RANGOON — Burma’s total trade volume this fiscal year is expected to rise by least US$5 billion compared with the previous 12 months, government data show, but economists warn that a rising trade deficit threatens to undermine that growth.
In the nine months from April 1, 2014, to Jan. 2, the total trade volume reached nearly $21 billion, according to Ministry of Commerce figures, surpassing the previous fiscal year’s $18.6 billion in trade.
Of the total trade, exports decreased slightly to $8.6 billion, while imports increased by $2.5 billion to reach $12.3 billion.
Yan Naing Tun, the deputy director general at the Ministry of Commerce, confirmed the rising import-export disparity but declined to offer a reason for the widening trade deficit when asked by The Irrawaddy.
Burma’s main imports are electronics, agriculture-based equipment, automobiles, refined oil products, processed foods and machinery, while the country’s biggest exports are commodities like rice, timber, jade and gems, oil and gas, and beans and pulses.
Out of last year’s total trade, exports accounted for $8.9 billion while imports totaled $9.8 billion. The 2013-14 full-year trade deficit was only $866 million, compared with just under $3.7 billion through the first nine months of the current fiscal year.
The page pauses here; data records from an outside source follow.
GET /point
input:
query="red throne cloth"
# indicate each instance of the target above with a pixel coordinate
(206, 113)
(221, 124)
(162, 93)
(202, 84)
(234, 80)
Dr. Maung Maung Lay, the vice chairman of the Union of Myanmar Federation of Chambers of Commerce and Industry (UMFCCI), said the government needed to lower the trade deficit by limiting “unnecessary” imported goods to Burma.
“Actually, for developing countries, the imported products are always higher than exported goods, but the government has to control the trade deficit not to become an extreme amount. If not, inflation will become an issue soon,” he said.
“As far as I know, the government is considering canceling unnecessary projects, and trying to collect more taxes to control the trade deficit,” he added.
Maung Maung Lay said that in looking for the unnecessary, the government could target high-value imports such as luxury items.
The value of the Burmese kyat has taken a hit over the last year, in part due to the US dollar’s resurgence but also potentially linked to the widening trade deficit. The kyat has weakened about 20 percent since it was floated in April 2012, with the Central Bank on Wednesday listing it at 1,025 kyats to the dollar.
“The floating currency rate is a related concern in terms of the trade deficit’s impact,” Maung Maung Lay said.
He added that if frequently smuggled goods—such as timber, jade and other precious stones—were included in Burma’s export total, the trade deficit would shrink considerably.
“It is certain that if these smuggled goods were legal exports, export volume would rise. That’s why mobile teams are seriously checking for these smuggled goods now,” he said.
Illicit goods including gemstones, timber, wildlife parts and precursor drugs have been seized along the Sino-Burmese border near Muse, with an estimated total value of $27 million over the past two years, Ministry of Commerce officials said recently.
Thaung Win, the executive director of the rice exporter Myanmar Agribusiness Public Corporation, echoed calls for a government role in curbing the deficit.
“With the rice export market, China banned Burmese rice [imports] last year. Export is legal from our side, but not on the China side. That’s why there were problems with agricultural products’ export,” he said.
“But even if we can export rice regularly, the amount of imported goods is increasing—you can see that there are a lot of cars imported, electronics and goods used for construction and factories, so import volume will continue to increase in future.”